Tomorrow at Hudson Chautauqua

The Hudson Chautauqua is a new phenomenon in town, but the lecture series that has been going on there has so far been excellent. Last month, Hudson Valley historian and raconteur Paul Barrett shared his knowledge of the mansions that once surrounded Lyndhurst during the Gilded Age of Tarrytown. Among the stories and information he shared about the opulent houses that used to be was this remarkable tale of research and serendipitous discovery.

One of the lost mansions of Tarrytown was Millbrook, a blue granite mansion reminiscent of a 17th-century castle. It was built in 1888 and demolished in 1957. From an obscure 1891 article in the New York Times, Barrett learned this previously unknown detail about the once grand mansion. Elihu Vedder (1836-1923), an American Romantic painter and illustrator, had designed a magnificent stained glass window for Millbrook. Measuring 6 feet by 15 feet, the window had dominated the landing of the mansion's main staircase. It depicted a woman drawing aside the curtain of night to reveal the first hint of dawn, and it was entitled Morning.

The second amazing discovery Barrett made was that Morning still existed. In 2008, fifty years after Millbrook had been demolished, Doris Cultraro, a stained glass artist and the owner of DC Studios in Rhinebeck, was asked to restore a large stained glass window for a client in Cold Spring. The client and her husband had purchased the window in 1960 from a salvage yard in Yonkers. They paid $100 for it, hauled it away in a pickup truck, and installed it in a new house they were building. All they knew about the window is what they had been told at the salvage yard: it had been commissioned in the late 19th century for a mansion in Tarrytown which had since been demolished.

Cultraro recognized that the quality and detail of the window was consistent with the work of Louis Comfort Tiffany and the other great studios of the late 19th and early 20th centuries, but she could discover no information about it.
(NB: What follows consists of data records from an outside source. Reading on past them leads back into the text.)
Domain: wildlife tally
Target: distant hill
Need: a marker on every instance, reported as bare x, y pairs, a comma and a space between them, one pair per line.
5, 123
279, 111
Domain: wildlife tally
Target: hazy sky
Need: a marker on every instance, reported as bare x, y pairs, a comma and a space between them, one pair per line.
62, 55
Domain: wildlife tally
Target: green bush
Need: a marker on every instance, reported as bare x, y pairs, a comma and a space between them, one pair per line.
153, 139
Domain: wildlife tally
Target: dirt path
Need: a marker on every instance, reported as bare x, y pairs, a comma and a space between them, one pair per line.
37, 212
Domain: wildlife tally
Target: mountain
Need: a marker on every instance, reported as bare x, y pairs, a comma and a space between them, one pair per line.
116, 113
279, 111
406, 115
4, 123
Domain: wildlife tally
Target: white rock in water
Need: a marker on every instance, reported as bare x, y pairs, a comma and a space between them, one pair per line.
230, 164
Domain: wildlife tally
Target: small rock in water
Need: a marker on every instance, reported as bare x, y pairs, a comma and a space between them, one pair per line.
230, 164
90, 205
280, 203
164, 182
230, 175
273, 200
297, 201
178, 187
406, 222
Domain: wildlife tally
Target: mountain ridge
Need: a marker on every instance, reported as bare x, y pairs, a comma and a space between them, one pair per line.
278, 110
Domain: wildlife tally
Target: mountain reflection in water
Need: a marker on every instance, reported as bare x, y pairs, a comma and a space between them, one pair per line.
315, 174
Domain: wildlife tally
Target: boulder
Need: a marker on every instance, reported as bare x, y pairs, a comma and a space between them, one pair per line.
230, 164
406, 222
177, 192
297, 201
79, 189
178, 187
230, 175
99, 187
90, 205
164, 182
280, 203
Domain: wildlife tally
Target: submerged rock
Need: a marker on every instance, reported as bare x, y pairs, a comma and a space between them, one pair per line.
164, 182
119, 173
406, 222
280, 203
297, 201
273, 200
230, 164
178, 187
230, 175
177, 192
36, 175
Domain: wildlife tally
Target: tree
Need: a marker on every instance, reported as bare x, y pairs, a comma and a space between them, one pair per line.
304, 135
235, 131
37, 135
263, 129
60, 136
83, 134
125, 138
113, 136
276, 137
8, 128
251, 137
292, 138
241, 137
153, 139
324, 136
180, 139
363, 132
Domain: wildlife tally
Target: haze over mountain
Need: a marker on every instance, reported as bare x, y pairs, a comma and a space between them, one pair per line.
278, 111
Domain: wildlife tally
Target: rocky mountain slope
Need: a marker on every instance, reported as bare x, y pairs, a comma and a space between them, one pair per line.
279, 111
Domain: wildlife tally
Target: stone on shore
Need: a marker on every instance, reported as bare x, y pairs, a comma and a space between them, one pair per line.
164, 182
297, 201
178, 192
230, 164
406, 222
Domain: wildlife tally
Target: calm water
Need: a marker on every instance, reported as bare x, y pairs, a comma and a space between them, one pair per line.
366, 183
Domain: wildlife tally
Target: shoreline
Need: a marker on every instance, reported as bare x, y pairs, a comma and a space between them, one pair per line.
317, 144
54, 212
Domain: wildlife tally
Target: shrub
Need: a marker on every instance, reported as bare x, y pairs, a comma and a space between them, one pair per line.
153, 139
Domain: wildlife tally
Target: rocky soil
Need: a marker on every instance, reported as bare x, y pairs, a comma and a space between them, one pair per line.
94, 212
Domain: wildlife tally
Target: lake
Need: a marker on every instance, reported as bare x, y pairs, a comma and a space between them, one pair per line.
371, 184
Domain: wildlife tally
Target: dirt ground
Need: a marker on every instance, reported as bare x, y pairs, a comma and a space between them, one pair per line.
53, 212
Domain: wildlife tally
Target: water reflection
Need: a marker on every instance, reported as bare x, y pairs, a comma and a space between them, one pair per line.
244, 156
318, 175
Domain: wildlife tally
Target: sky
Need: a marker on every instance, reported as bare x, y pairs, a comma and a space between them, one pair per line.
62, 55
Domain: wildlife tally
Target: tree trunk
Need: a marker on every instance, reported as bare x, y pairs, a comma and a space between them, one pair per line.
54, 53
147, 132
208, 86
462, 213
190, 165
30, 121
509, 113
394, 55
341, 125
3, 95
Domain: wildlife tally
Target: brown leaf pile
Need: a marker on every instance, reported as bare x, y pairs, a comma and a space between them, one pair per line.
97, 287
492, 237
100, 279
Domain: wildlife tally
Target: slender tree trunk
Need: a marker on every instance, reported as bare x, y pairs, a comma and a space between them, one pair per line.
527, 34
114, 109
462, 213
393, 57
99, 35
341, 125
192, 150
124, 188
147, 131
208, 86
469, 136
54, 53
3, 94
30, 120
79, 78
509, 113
Stories about the mystery window appeared in the local papers, and one of these stories came to the attention of Barrett. The article was accompanied by a photograph of the window, and Barrett realized that the window matched the description of Morning in the 1891 article he had discovered about Elihu Vedder. Barrett contacted Cultraro, and, in Barrett's own words, "after more than fifty years, the window and its provenance were reunited."

Tomorrow, Saturday, February 23, Cultraro will be at the Hudson Chautauqua to tell, with slides, the intriguing story of the discovery and restoration of Morning. Samples of the original glass and custom-made replacement glass will be on display. The event begins at 3 p.m., and attendees are advised to come early to ensure getting a seat. The Hudson Chautauqua is located at 49A Eighth Street.